One area of study the pandemic pushed aside was smoking and tobacco use on campus. Gallagher said just before the 2020 shutdown he had received a report on the subject with a lot of great ideas, and he’d like to see more action on that.
“This is a residential university, we live here. We want to thrive here and part of that is taking care of ourselves,” he said. “We all want to be in a university that can support that, and as a great medical university, we should be able to take advantage of the richness of expertise and talent that we have here. And I’m hoping that doesn’t go away. I hope that’s a permanent part of Pitt.”
On the faculty union negotiations
“I’m going to deflect a little bit on this one because they’re in the middle of having discussions. I think maybe the worst thing I could do is sit on the sidelines and call balls and strikes as they’re trying to work together,” Gallagher said.
“My expectations really haven’t changed. I think the stakes are really high here — this is about our faculty.
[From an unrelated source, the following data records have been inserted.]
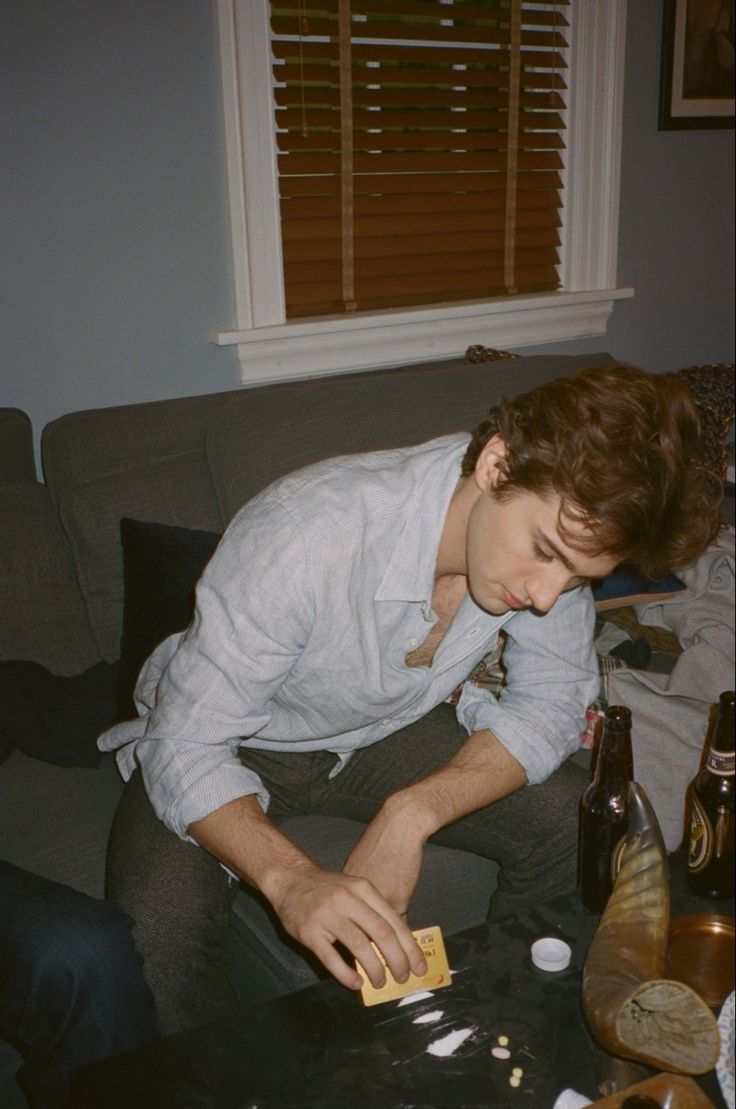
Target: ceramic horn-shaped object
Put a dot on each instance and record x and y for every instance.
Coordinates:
(632, 1009)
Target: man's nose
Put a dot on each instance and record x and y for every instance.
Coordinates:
(544, 589)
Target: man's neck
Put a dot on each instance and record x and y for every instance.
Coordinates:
(451, 551)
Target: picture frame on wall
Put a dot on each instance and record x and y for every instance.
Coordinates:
(696, 85)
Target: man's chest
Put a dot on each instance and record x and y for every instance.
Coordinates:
(447, 597)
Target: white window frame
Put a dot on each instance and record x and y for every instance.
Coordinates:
(272, 348)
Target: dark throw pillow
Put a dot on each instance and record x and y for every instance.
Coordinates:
(162, 565)
(623, 588)
(54, 718)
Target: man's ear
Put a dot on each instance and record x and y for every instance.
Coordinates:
(488, 468)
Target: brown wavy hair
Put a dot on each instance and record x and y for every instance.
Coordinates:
(621, 448)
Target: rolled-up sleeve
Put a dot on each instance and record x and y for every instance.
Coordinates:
(551, 680)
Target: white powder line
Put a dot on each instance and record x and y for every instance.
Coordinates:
(420, 995)
(449, 1044)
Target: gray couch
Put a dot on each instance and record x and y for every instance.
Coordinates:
(193, 461)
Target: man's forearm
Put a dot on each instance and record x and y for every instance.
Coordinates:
(481, 772)
(241, 835)
(319, 908)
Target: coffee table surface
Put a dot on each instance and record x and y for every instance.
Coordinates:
(320, 1047)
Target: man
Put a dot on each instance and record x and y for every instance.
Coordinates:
(341, 609)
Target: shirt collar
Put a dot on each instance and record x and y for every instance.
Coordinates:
(410, 572)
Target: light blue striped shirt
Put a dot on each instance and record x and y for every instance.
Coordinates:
(304, 617)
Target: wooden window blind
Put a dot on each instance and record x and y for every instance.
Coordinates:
(420, 148)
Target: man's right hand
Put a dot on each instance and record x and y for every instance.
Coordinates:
(322, 908)
(317, 907)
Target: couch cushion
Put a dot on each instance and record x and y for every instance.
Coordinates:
(43, 617)
(263, 434)
(17, 461)
(54, 821)
(162, 565)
And I expect both sides to be at the table in a meaningful, diligent way and put the best interests of our faculty and our university at the forefront, and I just don’t see that I can help that dynamic by cheerleading or providing running commentary on the side.
“I have confidence that the two parties are there for the right reason doing the right thing. There’s going to be a lot of discussions to come. I’m sure there’s going to be some different viewpoints to work out. In my experience in negotiations, the negotiators need to have that trust with each other and the confidence that this is not being distorted on the outside.”